Posted by arbrealettres sur 3 Mai 2024



Illustration: Edvard Munch
    
Oh ! qui que vous soyez, jeune ou vieux, riche ou sage
Quien no ama, no vive.

Oh ! qui que vous soyez, jeune ou vieux, riche ou sage,
Si jamais vous n’avez épié le passage,
Le soir, d’un pas léger, d’un pas mélodieux,
D’un voile blanc qui glisse et fuit dans les ténèbres,
Et, comme un météore au sein des nuits funèbres,
Vous laisse dans le coeur un sillon radieux ;

Si vous ne connaissez que pour l’entendre dire
Au poète amoureux qui chante et qui soupire,
Ce suprême bonheur qui fait nos jours dorés,
De posséder un coeur sans réserve et sans voiles,
De n’avoir pour flambeaux, de n’avoir pour étoiles,
De n’avoir pour soleils que deux yeux adorés ;

Si vous n’avez jamais attendu, morne et sombre,
Sous les vitres d’un bal qui rayonne dans l’ombre,
L’heure où pour le départ les portes s’ouvriront,
Pour voir votre beauté, comme un éclair qui brille,
Rose avec des yeux bleus et toute jeune fille,
Passer dans la lumière avec des fleurs au front ;

Si vous n’avez jamais senti la frénésie
De voir la main qu’on veut par d’autres mains choisie,
De voir le coeur aimé battre sur d’autres coeurs ;
Si vous n’avez jamais vu d’un oeil de colère
La valse impure, au vol lascif et circulaire,
Effeuiller en courant les femmes et les fleurs ;

Si jamais vous n’avez descendu les collines,
Le coeur tout débordant d’émotions divines ;
Si jamais vous n’avez le soir, sous les tilleuls,
Tandis qu’au ciel luisaient des étoiles sans nombre,
Aspiré, couple heureux, la volupté de l’ombre,
Cachés, et vous parlant tout bas, quoique tout seuls ;

Si jamais une main n’a fait trembler la vôtre ;
Si jamais ce seul mot qu’on dit l’un après l’autre,
JE T’AIME ! n’a rempli votre âme tout un jour ;
Si jamais vous n’avez pris en pitié les trônes
En songeant qu’on cherchait les sceptres, les couronnes,
Et la gloire, et l’empire, et qu’on avait l’amour !

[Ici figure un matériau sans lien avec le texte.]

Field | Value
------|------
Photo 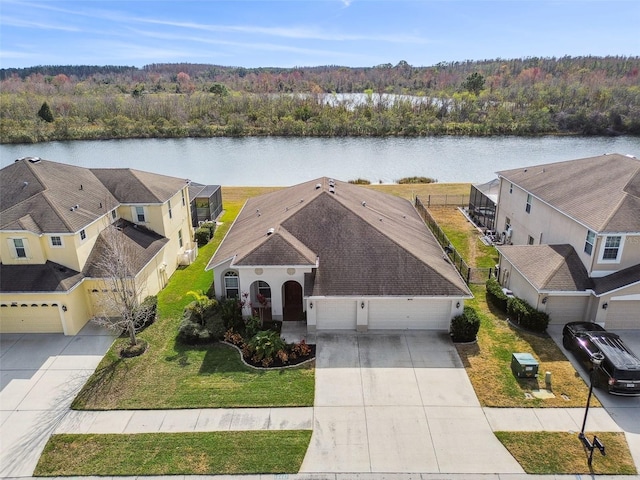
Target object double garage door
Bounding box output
[314,298,451,330]
[605,300,640,330]
[0,304,63,333]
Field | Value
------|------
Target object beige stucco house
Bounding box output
[0,157,197,335]
[207,178,471,331]
[496,154,640,329]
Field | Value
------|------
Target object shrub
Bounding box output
[134,295,158,332]
[507,297,550,333]
[449,307,480,342]
[486,277,509,313]
[194,227,211,247]
[247,330,286,366]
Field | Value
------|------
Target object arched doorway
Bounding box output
[282,280,304,322]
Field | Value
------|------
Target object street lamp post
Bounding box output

La nuit, quand la veilleuse agonise dans l’urne,
Quand Paris, enfoui sous la brume nocturne
Avec la tour saxonne et l’église des Goths,
Laisse sans les compter passer les heures noires
Qui, douze fois, semant les rêves illusoires,
S’envolent des clochers par groupes inégaux ;

Si jamais vous n’avez, à l’heure où tout sommeille,
Tandis qu’elle dormait, oublieuse et vermeille,
Pleuré comme un enfant à force de souffrir,
Crié cent fois son nom du soir jusqu’à l’aurore,
Et cru qu’elle viendrait en l’appelant encore,
Et maudit votre mère, et désiré mourir ;

Si jamais vous n’avez senti que d’une femme
Le regard dans votre âme allumait une autre âme,
Que vous étiez charmé, qu’un ciel s’était ouvert,
Et que pour cette enfant, qui de vos pleurs se joue,
Il vous serait bien doux d’expirer sur la roue ; …
Vous n’avez point aimé, vous n’avez point souffert !

(Victor Hugo)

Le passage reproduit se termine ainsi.